3  Chapter 3 - Descriptive Statistics

Descriptive statistics is like the highlight reel of your data. Instead of staring at endless rows of numbers, we boil them down into quick, meaningful summaries that tell us the “story so far.”

It’s our first step in understanding a phenomenon: finding out what’s typical and how much things change.

💡 Imagine this:

Descriptive statistics can be seen as a set of summaries of raw data related to one or several variables of a phenomenon. Descriptive statistics usually gives us a first general idea of a phenomenon by looking at summaries such as averages and variability of variables that represent different aspects of a phenomenon.

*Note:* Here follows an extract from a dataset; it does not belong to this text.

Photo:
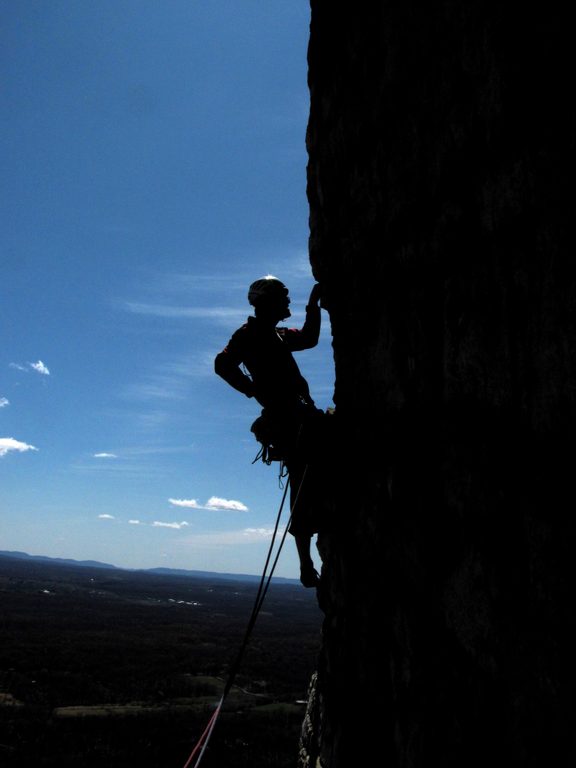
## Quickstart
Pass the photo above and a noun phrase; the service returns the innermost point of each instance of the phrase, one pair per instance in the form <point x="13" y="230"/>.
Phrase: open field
<point x="122" y="669"/>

So, descriptive statistics is basically asking two big questions about your data:

  1. What’s the “typical” value of a variable?Measures of central tendency

  2. How much does it vary?Measures of dispersion

3.1 Central tendency measures

The main central tendency measures are:

  • Arithmetic mean

  • Median

  • Mode

3.1.1 Arithmetic mean

An arithmetic mean of a variable X is a simple measure that tells us the average value of all valid values of X, assuming that each value has the same importance (or weight). The variable X can be representing any attribute of a subject. A subject can be an individual, a group, a team, a business unit, a company, a financial portfolio, an industry, a region, a country, etc.

An example of a variable X can be the monthly sales amount of a company for the last 3 years. In this case, the variable X will have 36 observations (36 monthly sales). The subject here is a company and the variable or attribute is the company sales over time. Another example can be a variable that represents the daily returns of a financial portfolio over the last 2 years. In this case, the variable might have about 500 observations considering 250 business days each year. The subject in this example is a financial portfolio, that might be composed of more than one stock and/or bond.

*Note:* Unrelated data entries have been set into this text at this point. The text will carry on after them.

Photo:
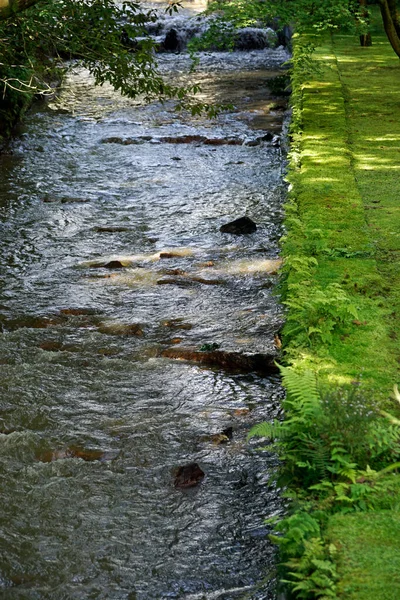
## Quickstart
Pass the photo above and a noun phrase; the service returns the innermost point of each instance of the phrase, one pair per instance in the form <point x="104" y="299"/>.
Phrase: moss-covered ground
<point x="344" y="216"/>
<point x="345" y="172"/>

To calculate the arithmetic mean of a variable X we simply sum all the non-missing values of the variable and then divide them by the number of non-missing values. Then, the calculation is as follows:

\bar{X}=\frac{{\displaystyle {\displaystyle \sum_{i=1}^{N}X_{i}}}}{N}

Where N is the number of non-missing values (observations) of X. A missing value of a variable happens when the variable X for a specific observation has no value. It is important to note that a missing value is not a zero value. When we work with real world datasets, it is very common to find non-missing values in many variables.

One of the disadvantage of the arithmetic mean is that it is very sensible to extreme values. If a variable has few extreme values, the arithmetic mean might not be a good representation of an average or mid point. In the prescence of few very extreme values in a variable, the best measure of central tendency is the median, not the arithmetic mean.

3.1.2 The Median

Another measure of central tendency is the median. The median of a variable is its 50 percentile, which is the mid point of its values when the values are sorted in ascending order. When we have an even number of observations, there will be 2 mid points, so the median will be equal to the arithmetic mean of these 2 mid points. When we have an odd number of observations there will be only 1 value in the middle, which is the median.

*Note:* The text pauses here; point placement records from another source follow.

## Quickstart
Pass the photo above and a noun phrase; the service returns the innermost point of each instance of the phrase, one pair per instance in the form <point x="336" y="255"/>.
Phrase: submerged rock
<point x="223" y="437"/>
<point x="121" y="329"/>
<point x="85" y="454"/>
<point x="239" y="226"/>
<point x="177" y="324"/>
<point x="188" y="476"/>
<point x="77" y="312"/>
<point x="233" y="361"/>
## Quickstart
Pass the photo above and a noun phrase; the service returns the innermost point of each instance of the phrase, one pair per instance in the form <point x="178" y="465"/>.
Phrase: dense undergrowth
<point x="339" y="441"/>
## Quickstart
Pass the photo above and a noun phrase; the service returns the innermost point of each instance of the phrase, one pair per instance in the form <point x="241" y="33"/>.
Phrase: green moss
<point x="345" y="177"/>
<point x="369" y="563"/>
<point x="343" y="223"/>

For example, if we want to know what is the typical size of all companies that trade shares in the Mexican stock market we can calculate the median of firm size. These firms are called public firms. Firm size can be measured with different variables. We can use the total value of its assets (total assets), the market value, or the number of employees. In this example we will use total assets at the end of 2018 for all public Mexican firms. At the end of 2018 there were 146 Mexican public firms in the market exchange (“Bolsa Mexicana de Valores”). I will show how to calculate the median total assets of these 146 firms.

The 2018 total assets of the 146 Mexican public firms for 2018 are shown below (sorted alphabetically)

Mexican firms in the BMV
Firm row # Industry 2018 Total Assets (in thousand pesos)
ACCEL 1 Services $6,454,560.00
AEROMEXICO 2 Transport Services $76,772,848.00
VOLARIS 148 Transport Services $22,310,652.00
WALMART 149 Retail $306,528,832.00

We sort the list from the lowest to the highest value of 2018 total assets:

Firm row # Industry Size Rank 2018 Total Assets (in thousand pesos)
INGEAL 98 Food & Beverages 1 $171,104.00
HIMEXSA 88 Textile 2 $494,378.00
FHIPO14 45 Real State 73 $27,979,1184.00
TVAZTECA 139 Telecommunications 74 $27,988,054.00
AMERICA MOVIL 8 Telecommunications 145 $1,429,223,392.00
GFBANORTE 69 Financial Services 146 $1,620,470,400.00

The median total assets is the mid point of the list. However, in this case, I have 146 firms, so it is not possible to find an exact mid point. Then, I need to calculate the arithmetic average assets of the 2 firms that are in the middle (firms in positions 73 and 74). Then the median will be equal to $27,983,619.00 thousand pesos (about 27 billion pesos), which is the average value between FHIPO14 and TVAZTECA assets. The arithmetic mean for total assets considering the 146 firms is $97,860,896.23 thousand pesos (about 97.8 billion pesos), which is much bigger than the median. Then, which might be the best measure that better represents the typical size of Mexican firms? In this case, the best measure is the median, so we can say that the typical size of a Mexican public firm is about $27.9 thousand million pesos.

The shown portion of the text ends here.